Persistence of Vision

Hmm.. There is so much I want to say but time is short and I am pretty tired.

Paul is a very knowledgeable photographer. I find that he likes to keep his shoots simple. He will do whatever he needs to light the shoot but he never goes overboard on anything. This is a very fine line and takes a lot of discipline.

However, the main thing that seems to be sinking into my head is his persistence of vision. If he has something in his mind that he wants to produce, he will keep at it until he gets it. He makes very tiny adjustments and is willing to change a softbox to an umbrella to a reflector, just to get the exact lighting he needs. He shoots a lot of frames for any one subject. For one job, just to get one shot he will take approximately 200 shots of the subject. And we are not talking about many different scenarios. We are talking about a simple head shot with one type of background and lighting. He tells his subjects that the designer will need a range of expressions to choose from.

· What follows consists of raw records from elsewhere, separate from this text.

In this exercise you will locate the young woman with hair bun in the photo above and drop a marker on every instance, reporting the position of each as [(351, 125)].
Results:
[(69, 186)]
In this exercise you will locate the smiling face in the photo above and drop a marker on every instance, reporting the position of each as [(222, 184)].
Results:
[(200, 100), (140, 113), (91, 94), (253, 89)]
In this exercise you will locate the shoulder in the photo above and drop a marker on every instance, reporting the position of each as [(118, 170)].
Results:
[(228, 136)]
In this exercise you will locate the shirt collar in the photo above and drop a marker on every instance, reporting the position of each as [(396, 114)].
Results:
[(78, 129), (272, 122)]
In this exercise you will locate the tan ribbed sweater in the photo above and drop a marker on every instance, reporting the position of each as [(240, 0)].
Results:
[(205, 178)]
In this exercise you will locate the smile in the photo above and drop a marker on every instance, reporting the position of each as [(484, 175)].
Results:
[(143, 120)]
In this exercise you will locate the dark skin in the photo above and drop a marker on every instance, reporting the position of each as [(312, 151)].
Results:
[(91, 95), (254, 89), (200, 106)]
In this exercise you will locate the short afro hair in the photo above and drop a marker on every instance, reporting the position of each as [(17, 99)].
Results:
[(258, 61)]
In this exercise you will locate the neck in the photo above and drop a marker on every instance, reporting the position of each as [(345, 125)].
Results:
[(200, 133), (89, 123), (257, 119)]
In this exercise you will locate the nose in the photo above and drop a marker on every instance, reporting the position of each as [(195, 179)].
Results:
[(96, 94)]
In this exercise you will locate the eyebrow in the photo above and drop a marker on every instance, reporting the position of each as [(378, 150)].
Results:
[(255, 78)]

Although this is true, I realize that Paul shoots a lot of small variations. I think that I will have to do more of this too.

Once Paul has a certain lighting ratio locked in for one person in a job, he continues with this lighting and spacing for the entire series. Jason, the assistant makes elaborate drawings and takes copious length and exposure notes so that he can recreate the shoot exactly. It is beginning to sink into me how important this is to maintain a consistent look in a series of photographs.

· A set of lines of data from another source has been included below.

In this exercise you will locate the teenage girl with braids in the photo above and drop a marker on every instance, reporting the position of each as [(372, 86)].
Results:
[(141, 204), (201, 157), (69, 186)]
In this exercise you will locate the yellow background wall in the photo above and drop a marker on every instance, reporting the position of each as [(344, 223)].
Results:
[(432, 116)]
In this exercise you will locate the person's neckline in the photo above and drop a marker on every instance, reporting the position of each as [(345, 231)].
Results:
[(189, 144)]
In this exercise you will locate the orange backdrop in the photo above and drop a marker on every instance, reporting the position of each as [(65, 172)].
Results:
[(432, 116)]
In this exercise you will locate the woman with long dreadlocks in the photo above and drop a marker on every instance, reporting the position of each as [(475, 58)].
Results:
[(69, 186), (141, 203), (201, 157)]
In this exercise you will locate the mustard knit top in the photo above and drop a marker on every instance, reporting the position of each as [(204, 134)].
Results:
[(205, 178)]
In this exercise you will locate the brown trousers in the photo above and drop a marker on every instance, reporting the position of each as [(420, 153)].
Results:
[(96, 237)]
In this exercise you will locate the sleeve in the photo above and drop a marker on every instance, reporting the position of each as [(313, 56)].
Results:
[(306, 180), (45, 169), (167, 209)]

Full-time, Paul has Leasha as his producer, Audra as studio manager and administrator and Jason his assistant. They go to extraordinary lengths to make sure that Paul can concentrate as much as possible on creative aspects of the shoot and the shoot itself. A photographer working at a high level needs a team that can take away unnecessary things from clouding the process of photography.

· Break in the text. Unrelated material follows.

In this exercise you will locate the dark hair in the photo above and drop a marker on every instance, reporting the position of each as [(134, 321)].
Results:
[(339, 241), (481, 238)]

There is one thing that I have been wanting to say for a long time and I will say it now. Working at a high level in anything, one encounters problems and issues. We have to be in a good and safe place to engage these problems. Internally we have to be at peace with ourselves. The whole photographic studio team needs to be professional. That is that they need to know what to do, and show initiative in getting their job done. There are one million and one things happening and every job is different. Everyone in the team needs to be able to keep up.

What I am trying to say is that the photographic team must all be working towards the same goal. The people on the team must have a positive attitude and support one another, not make it difficult for other people to work. And yes, the photographer is the leader. I don't have a desire to rule the world, but the studio is mine and how it runs is my call. The team has to keep in constant communication and back each other up like a military outfit, one person looking out for the back of another.

Trying to go where I want to go in photography, I will encounter lots of problems. I do not need anymore unnecessary problems or shit. I guess this is true for anyone in life. Lighten up, enjoy life when you can and let things be as much as you can. If you work at the highest levels, you will get your share of shit, why create more?